The “Public Saints Movement,” as it is being called, asks participants to fast the designated five days for 12 consecutive hours each day. Pastors standing with Hall will also encourage congregants to contact elected officials with phone calls, emails, and letters.
A statement was released to pastors of what the conversation should be during these contacts:
Hello. My name is ________________________________
I am calling today to register my concern and give you my support in eliminating weapons of war in our society. As a member of the Church I want you to know my spiritual action can impact the crisis of mass killings and racial hatred. I am one of thousands who will fast, pray, and support our elected officials that campaign to bring an end to the possession and use of weapons like AR -15 and AK 47 in the communities of Tennessee. Let me know what I can do to assist you in this effort.
“My hope is that enough of our people will stand together and say to our elected officials that we stand ready to help you in any way that we can,” said Hall. “We preach about God parting the Red Sea, and David slaying the giant, Goliath, and even, the sun standing still. It’s going to take a miracle, and we believe in miracles. Also, we believe in the power of prayer. We know that God will answer. We are launching a Public Saint Revival. We are stepping into the public arena because I believe we are the last hope for stopping this mass shooting epidemic.”
Pastor Leonard Dawson of Cane Creek Baptist Church concurs, calling this public saints movement very important in “this very critical hour.”

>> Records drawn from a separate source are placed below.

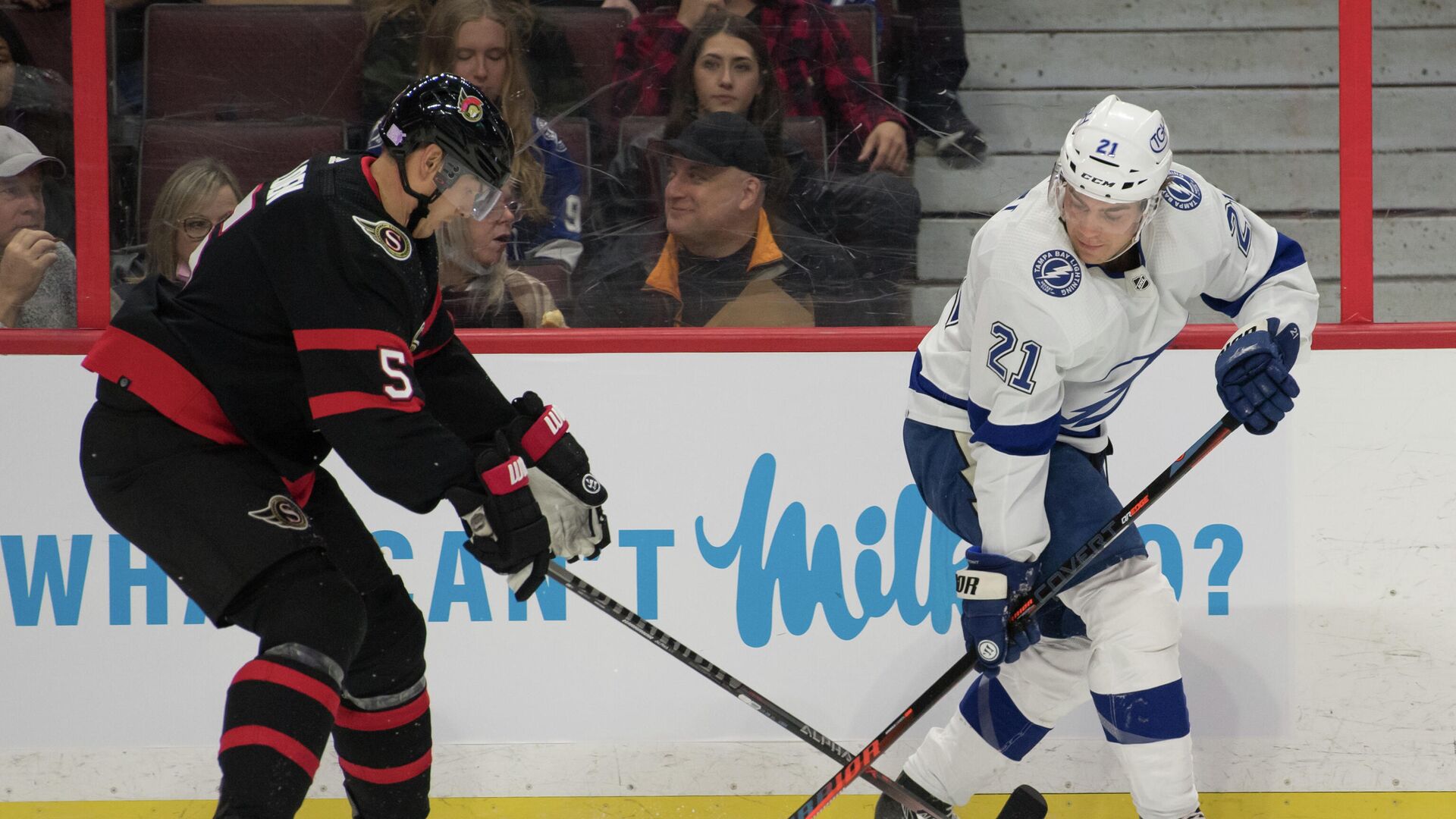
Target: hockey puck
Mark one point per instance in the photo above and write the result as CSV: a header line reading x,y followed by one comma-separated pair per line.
x,y
1024,803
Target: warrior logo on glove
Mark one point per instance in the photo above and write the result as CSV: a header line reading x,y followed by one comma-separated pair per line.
x,y
570,494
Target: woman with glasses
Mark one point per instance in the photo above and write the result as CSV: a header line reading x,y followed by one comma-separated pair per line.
x,y
479,287
482,41
199,196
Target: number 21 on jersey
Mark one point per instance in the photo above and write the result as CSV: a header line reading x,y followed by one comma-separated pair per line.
x,y
1022,376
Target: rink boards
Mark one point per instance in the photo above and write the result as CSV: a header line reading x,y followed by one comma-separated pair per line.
x,y
764,516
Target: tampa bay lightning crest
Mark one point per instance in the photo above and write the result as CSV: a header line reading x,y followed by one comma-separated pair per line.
x,y
1159,140
1057,273
1181,191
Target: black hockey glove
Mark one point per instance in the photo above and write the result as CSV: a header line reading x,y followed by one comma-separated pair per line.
x,y
507,531
570,494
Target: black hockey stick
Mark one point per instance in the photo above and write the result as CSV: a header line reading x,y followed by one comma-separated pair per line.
x,y
730,684
1049,588
1024,803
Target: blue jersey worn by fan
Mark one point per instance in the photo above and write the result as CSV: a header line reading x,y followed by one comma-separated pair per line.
x,y
1071,293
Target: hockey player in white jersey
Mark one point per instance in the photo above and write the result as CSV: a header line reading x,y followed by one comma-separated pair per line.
x,y
1071,292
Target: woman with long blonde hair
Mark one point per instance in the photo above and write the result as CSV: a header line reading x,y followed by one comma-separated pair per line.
x,y
481,41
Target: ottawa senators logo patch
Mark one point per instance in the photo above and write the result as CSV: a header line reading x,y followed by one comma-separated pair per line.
x,y
471,107
386,237
283,513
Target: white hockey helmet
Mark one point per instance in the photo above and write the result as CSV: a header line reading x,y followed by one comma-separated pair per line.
x,y
1116,152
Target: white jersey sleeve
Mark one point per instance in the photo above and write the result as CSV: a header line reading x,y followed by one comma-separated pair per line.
x,y
1260,271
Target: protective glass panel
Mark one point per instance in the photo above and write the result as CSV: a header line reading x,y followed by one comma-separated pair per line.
x,y
1414,161
36,193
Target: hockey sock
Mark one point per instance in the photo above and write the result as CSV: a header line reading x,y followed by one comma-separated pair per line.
x,y
384,751
274,727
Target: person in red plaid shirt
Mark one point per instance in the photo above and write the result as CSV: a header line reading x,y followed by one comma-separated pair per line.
x,y
816,64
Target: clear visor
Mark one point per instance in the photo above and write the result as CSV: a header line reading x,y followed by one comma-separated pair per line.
x,y
468,193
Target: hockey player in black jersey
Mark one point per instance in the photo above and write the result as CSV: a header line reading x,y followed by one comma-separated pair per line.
x,y
312,324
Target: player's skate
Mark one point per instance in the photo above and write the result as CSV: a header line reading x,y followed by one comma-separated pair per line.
x,y
890,809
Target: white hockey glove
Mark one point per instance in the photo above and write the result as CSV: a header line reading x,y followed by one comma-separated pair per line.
x,y
503,519
565,488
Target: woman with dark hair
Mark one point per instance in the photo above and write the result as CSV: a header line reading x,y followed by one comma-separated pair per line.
x,y
874,216
392,55
724,67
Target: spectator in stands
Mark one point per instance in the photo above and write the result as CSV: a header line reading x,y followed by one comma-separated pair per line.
x,y
932,66
875,215
726,261
392,55
478,39
481,289
814,61
197,197
36,270
38,104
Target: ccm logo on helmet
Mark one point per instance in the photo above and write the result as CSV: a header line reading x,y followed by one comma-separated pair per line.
x,y
1181,191
471,107
1159,140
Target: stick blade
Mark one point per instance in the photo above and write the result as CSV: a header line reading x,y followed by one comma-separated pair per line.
x,y
1024,803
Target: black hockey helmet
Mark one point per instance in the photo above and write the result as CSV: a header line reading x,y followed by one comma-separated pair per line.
x,y
449,111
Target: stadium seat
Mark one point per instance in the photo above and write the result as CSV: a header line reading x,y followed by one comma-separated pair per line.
x,y
47,36
593,37
256,152
808,131
254,61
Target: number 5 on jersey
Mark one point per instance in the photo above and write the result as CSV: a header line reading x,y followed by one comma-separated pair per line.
x,y
1021,378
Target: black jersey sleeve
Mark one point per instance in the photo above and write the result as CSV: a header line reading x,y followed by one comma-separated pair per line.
x,y
354,314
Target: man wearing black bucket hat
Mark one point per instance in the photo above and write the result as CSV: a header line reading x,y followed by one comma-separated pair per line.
x,y
312,324
724,261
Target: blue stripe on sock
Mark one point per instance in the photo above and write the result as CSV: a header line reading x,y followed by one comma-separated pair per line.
x,y
992,714
1152,714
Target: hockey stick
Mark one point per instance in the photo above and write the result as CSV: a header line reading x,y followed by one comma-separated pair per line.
x,y
1044,591
730,684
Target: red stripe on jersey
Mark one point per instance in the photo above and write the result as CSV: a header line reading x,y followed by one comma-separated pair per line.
x,y
544,433
430,324
302,490
162,382
265,670
383,720
433,350
341,403
388,776
351,338
367,167
268,738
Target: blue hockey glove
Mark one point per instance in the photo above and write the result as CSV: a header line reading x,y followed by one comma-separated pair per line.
x,y
989,586
1253,373
561,475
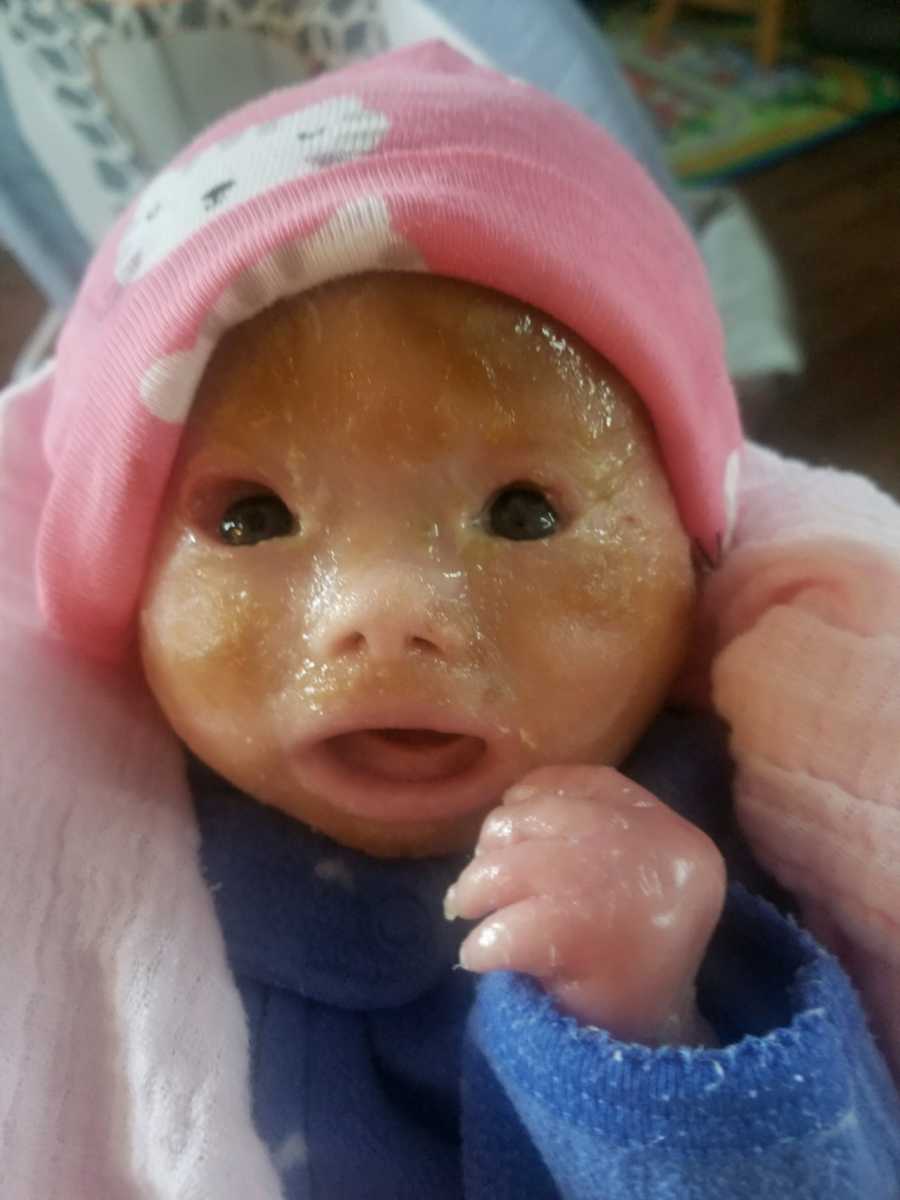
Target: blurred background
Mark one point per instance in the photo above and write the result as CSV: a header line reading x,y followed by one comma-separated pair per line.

“We as the faith community are going to God about what is going on,” he said. “Along with our prayer and fasting, we are going to reach out to Republicans and ask them to come down on the sell of assault weapons. These are weapons of war, and we know the NRA and its money mainly support Republicans. We will be calling and emailing Republicans to ask them to do the right thing.”
Mt. Vernon Baptist Church-Westwood Pastor Melvin Watkins also feels that a corporate call to fasting and prayer will make a difference.
“People are dying — children, students, young people — victims of all ages have been killed,” said Watkins. “We will be praying, but then we’ve got to do more than pray. We must call our elected officials and insist that there be better gun control laws passed. We want to compel them to do what they are supposed to do in representing us. This is a spiritual problem, and we are going to resolve it with spiritual power.”
Hall called the killing “politically inspired and racially motivated.” His call to action also “invites clergy across ecumenical lines, Christians of all reformations” to join the prayer and fasting next week, as well as “people of non-Christian faith.” He called it “a time to pray and assert a spiritual call to righteousness.”
Hall stressed support for keeping AR15s and AK47s out of the hands of private citizens.
“This is not an attack on 2nd-Amendment rights,” said Hall. The 2nd Amendment had to do with militias. It is not justification for people to be walking around in Walmart or K-Mart with rifles and assault weapons on their shoulder. This was not the intent.
“But I believe in the spiritual power of our prayer and fasting before God,” he said. “This movement is a spiritual movement. Dr. King’s movement was spiritual. I believe if we stand together and speak with one voice, the power of God will be with us because human institutions and conventions of law have no remedy for what occurred in El Paso, Texas; Dayton, Ohio, and Odessa, Texas. Only the Lord can help us.”